LA CHINE À L’HEURE MONGOLE
LE CADRE CHRONOLOGIQUE
Au 13e siècle, dans le monde, le fait majeur est la constitution de l’empire mongol : les cavaliers
mongols déferlent comme une vague sur toute l’Eurasie, donnant à l’histoire de cette époque une
dimension globale, mondialisée. Les conquêtes mongoles, qui s’étalent sur tout le siècle, conduisent
en effet à la formation du plus grand empire jamais formé : outre la Mongolie, il comprend la Chine,
l’Asie centrale, la Russie du sud (empire de la Horde d’or), l’Afghanistan, l’Irak, l’Iran. Les Mongols
se rendront même aux confins nord-ouest de l’Inde (1224), en Europe orientale (1241), ainsi qu’en
Syrie et au Liban (1260), mais n’y resteront pas. C’est sur ces immenses territoires que va régner la
pax mongolica (la « paix mongole », par allusion à la pax romana). À cause de ces dimensions
mêmes, l’empire mongol ne possède néanmoins aucune unité culturelle : pas de langue commune, pas
de système politique commun, pas de religion commune, pas de chef unique, etc. C’est un empire à
plusieurs têtes, et qui de ce fait va se fissurer aussi rapidement qu’il s’est constitué.
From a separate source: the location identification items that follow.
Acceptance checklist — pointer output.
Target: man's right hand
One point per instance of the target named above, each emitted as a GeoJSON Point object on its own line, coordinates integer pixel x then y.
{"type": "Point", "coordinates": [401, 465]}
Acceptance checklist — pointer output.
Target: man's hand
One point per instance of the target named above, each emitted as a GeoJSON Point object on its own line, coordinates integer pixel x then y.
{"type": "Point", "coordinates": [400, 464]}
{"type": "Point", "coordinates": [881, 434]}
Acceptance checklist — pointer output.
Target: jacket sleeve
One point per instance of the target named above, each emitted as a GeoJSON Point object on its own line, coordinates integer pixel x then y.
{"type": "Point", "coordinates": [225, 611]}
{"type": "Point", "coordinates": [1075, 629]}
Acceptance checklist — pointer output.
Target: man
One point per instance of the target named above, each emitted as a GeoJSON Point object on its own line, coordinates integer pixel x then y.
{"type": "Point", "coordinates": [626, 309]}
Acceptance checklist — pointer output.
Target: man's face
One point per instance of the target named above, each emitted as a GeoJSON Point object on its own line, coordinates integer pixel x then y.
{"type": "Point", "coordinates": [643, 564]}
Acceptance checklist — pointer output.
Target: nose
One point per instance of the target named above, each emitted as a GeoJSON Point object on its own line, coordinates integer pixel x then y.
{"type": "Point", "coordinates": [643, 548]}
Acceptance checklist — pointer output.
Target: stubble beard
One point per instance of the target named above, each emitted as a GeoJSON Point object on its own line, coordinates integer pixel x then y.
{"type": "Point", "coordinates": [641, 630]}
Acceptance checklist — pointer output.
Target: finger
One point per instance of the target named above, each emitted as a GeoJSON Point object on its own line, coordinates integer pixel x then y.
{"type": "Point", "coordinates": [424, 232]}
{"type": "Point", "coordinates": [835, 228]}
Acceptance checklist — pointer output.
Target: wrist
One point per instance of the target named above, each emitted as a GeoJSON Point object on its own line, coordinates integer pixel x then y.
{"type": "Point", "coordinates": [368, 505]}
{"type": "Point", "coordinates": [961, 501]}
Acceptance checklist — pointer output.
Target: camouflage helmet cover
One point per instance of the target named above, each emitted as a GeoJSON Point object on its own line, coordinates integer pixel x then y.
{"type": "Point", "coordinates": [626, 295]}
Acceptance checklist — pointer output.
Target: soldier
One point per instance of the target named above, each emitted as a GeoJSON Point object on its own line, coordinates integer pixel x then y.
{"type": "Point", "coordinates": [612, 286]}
La Chine n’est donc qu’une partie de l’empire mongol, mais par sa culture, ses richesses, elle en est le
joyau. Pour ce qui est de la chronologie du règne mongol en Chine, on peut distinguer grosso modo
trois temps :
1. la phase de conquête de la Chine du nord, qu’on peut considérer achevée en 1234 avec la chute de
la dynastie jurchen des Jin
1
. Cette période est surtout associée à Genghis Khan (ci-après GK), qui
meurt en 1227. Phase de « conquête continue » (les Mongols sont dans leur élément).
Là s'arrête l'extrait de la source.